Kaset Kini: Memutar Kembali, Merangkai Memori, dan Mencari Makna Baru

00.39


Michael H.B. Raditya
(michael.raditya@gmail.com)
LARAS – Studies of Music in Society


            Masih lekat diingatan khalayak terkait sebuah benda berbentuk segi empat; dengan dua buah lubang pada bagian tengah, dan berjarak simetris; diputar pada sebuah alat pemutar (tape); dan memproduksi suara, nada, alunan, serta lagu. Sungguh tidak asing di ingatan dengan aktivitas mendengarkan musik melalui media kaset berserta mekanismenya. Alih-alih terpuaskan dengan sebuah benda bersegi empat tersebut, kita malah memilikinya lebih dari satu, mungkin puluhan, bahkan ratusan. Juga tidak benam diingatan bahwa aktvitas mengkoleksi kaset bukan menjadi persoalan besar di kala itu. Bahkan masyarakat berlomba-lomba untuk mendapatkan kaset dari penyanyi kesayangan, atau penyanyi yang sedang naik daun.
            Namun pada medio 2000-an industri kaset harus dibuat patah hati oleh media lain yang lebih simpel, mp3. Mp3 menjanjikan sebuah cita-cita akan media musik tanpa nilai kebendaan layaknya seperangkat kaset dan pemutarnya. Hal ini tidak terhindari oleh setiap khalayak untuk turut mencoba dan menggunakannya. Masyarakat terlena, kaset semakin tenggelam, dan yang tertinggal hanya kenangan. Bermuara dari ingatan –atau kerap kita sebut romantisme–, industri kaset kini kembali merebak. Memang tidak masif, hanya beberapa kalangan mulai menggalakan. Namun ia hadir tidak hanya dengan modal ingatan lama, ia hadir dengan tawaran akan makna baru.
           
Mengartikan Musik Lewat Kaset
Pada dasarnya kaset dan masyarakat Indonesia mempunyai hubungan yang cukup akrab. Di masanya, kaset menjadi media untuk mendengarkan musik yang paling mudah diakses oleh masyarakat luas (baca:tanpa stratifikasi sosial)[1], terlebih jika dibandingkan dengan distribusi piringan hitam. Selain harga yang lebih murah, penggunaannya pun lebih simpel dan sederhana. Industri pembuat piringan hitam, macam Lokananta di Surakarta, serta Irama dan Remaco di Jakarta pun turut goyah terkena imbas atas kehadiran kaset.[2] Mereka akhirnya turut mengkonversi piringan hitam ke format kaset, dan setelahnya turut berkonsentrasi pada produksi kaset dan compact disk (CD).

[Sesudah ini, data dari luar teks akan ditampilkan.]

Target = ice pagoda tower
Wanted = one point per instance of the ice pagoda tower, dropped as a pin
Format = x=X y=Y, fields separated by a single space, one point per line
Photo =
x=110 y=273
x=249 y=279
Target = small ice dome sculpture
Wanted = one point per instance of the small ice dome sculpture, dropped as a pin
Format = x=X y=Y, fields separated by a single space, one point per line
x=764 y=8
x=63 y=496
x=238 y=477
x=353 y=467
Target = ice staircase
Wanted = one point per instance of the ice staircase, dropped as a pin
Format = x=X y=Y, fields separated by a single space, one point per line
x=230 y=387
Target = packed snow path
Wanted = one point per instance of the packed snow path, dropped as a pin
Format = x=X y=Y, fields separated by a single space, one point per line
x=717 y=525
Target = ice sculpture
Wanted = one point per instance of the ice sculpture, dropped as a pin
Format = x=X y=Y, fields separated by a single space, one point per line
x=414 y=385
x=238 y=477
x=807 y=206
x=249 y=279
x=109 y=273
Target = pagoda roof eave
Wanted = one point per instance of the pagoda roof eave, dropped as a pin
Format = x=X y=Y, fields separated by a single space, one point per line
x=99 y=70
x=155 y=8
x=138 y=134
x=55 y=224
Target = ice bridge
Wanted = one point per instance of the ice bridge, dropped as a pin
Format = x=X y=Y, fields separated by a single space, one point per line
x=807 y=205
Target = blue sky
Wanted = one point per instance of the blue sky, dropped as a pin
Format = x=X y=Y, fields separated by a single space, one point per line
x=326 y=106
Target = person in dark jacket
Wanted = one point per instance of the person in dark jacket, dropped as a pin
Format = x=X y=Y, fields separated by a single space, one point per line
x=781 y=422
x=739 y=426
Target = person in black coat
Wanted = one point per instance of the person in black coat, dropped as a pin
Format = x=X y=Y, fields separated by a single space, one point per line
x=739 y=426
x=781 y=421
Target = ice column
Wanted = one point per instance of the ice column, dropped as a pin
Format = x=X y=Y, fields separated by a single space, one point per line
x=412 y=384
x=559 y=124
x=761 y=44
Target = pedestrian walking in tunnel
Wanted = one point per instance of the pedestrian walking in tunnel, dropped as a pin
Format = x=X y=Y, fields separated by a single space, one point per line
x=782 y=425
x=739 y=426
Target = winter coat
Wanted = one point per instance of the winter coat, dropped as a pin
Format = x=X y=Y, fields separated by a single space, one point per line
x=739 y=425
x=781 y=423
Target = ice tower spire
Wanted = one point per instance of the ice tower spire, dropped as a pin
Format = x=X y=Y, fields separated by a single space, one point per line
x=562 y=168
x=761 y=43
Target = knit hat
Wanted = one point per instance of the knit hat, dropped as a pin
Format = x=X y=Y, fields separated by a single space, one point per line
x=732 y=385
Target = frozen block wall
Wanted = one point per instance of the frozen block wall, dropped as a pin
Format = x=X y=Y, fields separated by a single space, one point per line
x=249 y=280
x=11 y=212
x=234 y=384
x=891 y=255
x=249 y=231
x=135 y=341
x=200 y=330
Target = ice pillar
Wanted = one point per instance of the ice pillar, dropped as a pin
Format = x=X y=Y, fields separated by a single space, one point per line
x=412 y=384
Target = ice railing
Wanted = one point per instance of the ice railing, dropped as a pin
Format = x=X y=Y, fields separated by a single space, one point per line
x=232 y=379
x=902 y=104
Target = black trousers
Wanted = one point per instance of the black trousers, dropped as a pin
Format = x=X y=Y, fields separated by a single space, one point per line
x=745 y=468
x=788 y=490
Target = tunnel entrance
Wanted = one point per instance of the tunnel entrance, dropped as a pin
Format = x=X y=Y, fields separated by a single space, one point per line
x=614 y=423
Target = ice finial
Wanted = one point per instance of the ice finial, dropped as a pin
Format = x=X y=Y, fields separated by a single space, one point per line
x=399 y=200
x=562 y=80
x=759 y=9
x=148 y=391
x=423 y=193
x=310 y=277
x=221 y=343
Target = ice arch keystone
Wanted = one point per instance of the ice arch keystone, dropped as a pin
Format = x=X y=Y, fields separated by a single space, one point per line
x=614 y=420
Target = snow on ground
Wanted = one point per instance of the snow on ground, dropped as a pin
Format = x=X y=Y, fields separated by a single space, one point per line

Di tengah maraknya penggunaan kaset, walkman (pemutar kaset portable) muncul sebagai sebuah fitur pemutar yang dapat digunakan tanpa mengenal waktu dan tempat. Praksisnya, seorang individu dapat mendengarkan musik di tengah jalan sekalipun. Dalam hal ini Burnett[3], turut mengartikulasikan bahwa terdapat pola perubahan pada aktivitas mendengar dan membeli.
Hanya bermodalkan dua hingga empat buah batu baterai, kita dapat mendengarkan sebuah kaset yang berdurasi 60 atau 90 menit, lebih dari sekali. Tidak hanya itu, memutar sesuka hati lagu-lagu hits dari penyanyi, ikut menyanyikannya, memberhentikan di bagian yang tidak disuka, mengulang-ulang refrain lagu kegemaran, menjadi privilege yang dimiliki oleh pemilik kaset dan pemutarnya. Hal ini pun berlaku untuk segala jenis genre yang ada. Bertolak dari hal ini, aktivitas mengoleksi kaset merupakan aktivitas mainstream, dan  menjadi kebiasaan perilaku masyarakat yang terjadi tidak hanya di Indonesia, namun juga di Dunia. Memandang puluhan kaset bertumpuk rapih di salah satu sudut ruang atau sebaliknya, telah menimbulkan sebuah perasaan yang berbeda. Berganti-ganti kaset dengan menyesuaikan suasana hati pendengar pun menciptakan sebuah perasaan yang nyaman untuk pendengar. Lantas persasaan apakah itu, mungkin dalam hal ini, terma terpuaskan yang bisa mengartikulasikan gelagat-gelagat penggunaan kaset. Terpuaskan karena kaset telah memuaskan ego pendengar akan kebutuhan auditif. Secara lebih spesifik, ego pendengar dan kebutuhan auditif merujuk pada relasi telinga dan musik.
Namun dalam hal ini, media yang mengantarkan musik kepada telinga tidak dapat diindahkan begitu saja. Dalam menstimulasi kesadaran tersebut maka saya turut memunculkan pertanyaan, bagaimana seorang individu dapat mengartikulasikan musik lewat media, yang dalam hal ini kaset? Tatkala kita mengartikan hanya sebagai benda saja, namun sejatinya para pendengar turut menyadari bahwa kaset bukanlah sekedar benda semata, kaset merupakan media ‘ril’ yang mengakomodasi kebutuhan auditif mereka. Tanpa kaset seorang individu kehilangan kepemilikan akan lagu. Kepemilikan akan suara dan kebutuhan auditif mereka. Alhasil kaset dapat diartikan lebih dari perihal kebendaan, namun sebagai sebuah nilai pertemuan antara telinga dan suara yang dipilih oleh individu secara langsung. Dalam hal ini kaset tidak terpisah dari musik, dan secara tersirat kaset menjadi bagian penting dari para pendengar.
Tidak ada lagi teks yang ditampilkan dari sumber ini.